Mary Beth says: "My Sunday school class has hit the "pause" button on our study of First Corinthians and is spending Lent on Richard J. Foster's classic Celebration of Discipline. I have had this wonderful and very readable book on my shelf, along with the study guide for it, for years, but have never discussed it with a group. Because there are only five Sundays in Lent, we are fairly galloping through the book, getting a quick introduction to the various disciplines. The church is also sponsoring a Lenten Centering Prayer group, allowing some of us to sample this discipline in community. I like to think of the spiritual disciplines as vessels that prepare us to ride the wave of God's amazing love and presence in a new way. For today's Friday Five, please share with us five spiritual practices or disciplines from your experience. They can be ones that you have tried and kept up with, tried and NOT kept up with, ones that you flirt with at various times, or even practices that you have tried and found are definitely NOT your cup of tea. Let us know what's worked for you...and not."
There was a Lent a few years ago that I still look back on with a kind of fond nostalgia as "my favorite Lent." There were many things that came together to make it a particularly fruitful spiritual time in my life, but a big part of that experience was that this particular Lent included the practice of several spiritual disciplines, both alone and in a supportive community that had committed to practicing them together during that time. Some of the practices that I experienced during that time, as well as have done at other times have included:
Meditation
Centering Prayer
Fasting
Silence
Spiritual Reading or Lectio Divina
At various points in time all of these are in and out of my spiritual menu, along with other practices. I find them all helpful, I find they all sustain me when I sustain them. But they are spiritual disciplines and I am not always as disciplined as I could be in following them. I allow life and schedules and other such things to intrude and they fall away or get interfered with or otherwise eroded day by day and the next thing I know no longer can claim this practice and must begin again.

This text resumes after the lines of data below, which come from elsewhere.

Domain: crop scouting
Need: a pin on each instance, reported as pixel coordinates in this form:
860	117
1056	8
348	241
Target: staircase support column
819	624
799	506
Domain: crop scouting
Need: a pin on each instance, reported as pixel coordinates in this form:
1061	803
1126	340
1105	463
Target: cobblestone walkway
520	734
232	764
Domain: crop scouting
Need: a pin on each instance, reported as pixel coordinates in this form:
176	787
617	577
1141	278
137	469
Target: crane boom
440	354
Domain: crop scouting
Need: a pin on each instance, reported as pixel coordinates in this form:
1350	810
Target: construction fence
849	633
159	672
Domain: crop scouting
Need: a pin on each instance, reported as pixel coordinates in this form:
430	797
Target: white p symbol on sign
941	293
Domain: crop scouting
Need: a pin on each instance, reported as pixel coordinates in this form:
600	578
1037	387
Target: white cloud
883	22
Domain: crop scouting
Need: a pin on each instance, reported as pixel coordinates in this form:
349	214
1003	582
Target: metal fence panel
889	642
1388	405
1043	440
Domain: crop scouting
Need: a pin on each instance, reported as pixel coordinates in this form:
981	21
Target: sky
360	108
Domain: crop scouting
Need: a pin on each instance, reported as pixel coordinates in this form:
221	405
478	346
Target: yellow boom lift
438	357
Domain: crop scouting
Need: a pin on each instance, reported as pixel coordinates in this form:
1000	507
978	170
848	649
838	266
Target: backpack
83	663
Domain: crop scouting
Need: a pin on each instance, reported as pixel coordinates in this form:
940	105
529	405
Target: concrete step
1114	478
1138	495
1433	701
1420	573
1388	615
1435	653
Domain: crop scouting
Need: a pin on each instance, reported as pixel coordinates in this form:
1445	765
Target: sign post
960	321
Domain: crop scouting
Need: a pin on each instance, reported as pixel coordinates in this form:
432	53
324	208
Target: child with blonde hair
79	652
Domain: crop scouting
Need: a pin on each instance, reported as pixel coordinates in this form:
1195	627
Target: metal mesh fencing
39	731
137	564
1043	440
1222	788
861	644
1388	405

My life has never again been quite in that same perfect alignment as it was in "that Lent" in which all those things simply worked. I'd like to think it could be again, but perhaps that is a very tall order. Perhaps it would make more sense to think about how one or perhaps two of these could fit the life I have now, could be practiced to help me get in shape for any and all wave riding that God might have in store. I'd hate to think that I might miss out on a grand adventure just because I wasn't up to the challenge!
3 comments:
I SOOOOO get the feeling that this Lent is not "that Lent." I'm sort of in a place that "this year(s)" is not "that year." I want to know how I can change that.
The Spirit moves as she will - and not every season is epiphanic, but still some movement of the Spirit is surely happening...
One of my mentors from the direction program taught me this: sometimes after major life changes (both joyous and hard/tragic/life altering)the spiritual practices which were meaningful...no longer are.
Maybe the Spirit has a totally new practice in store for you!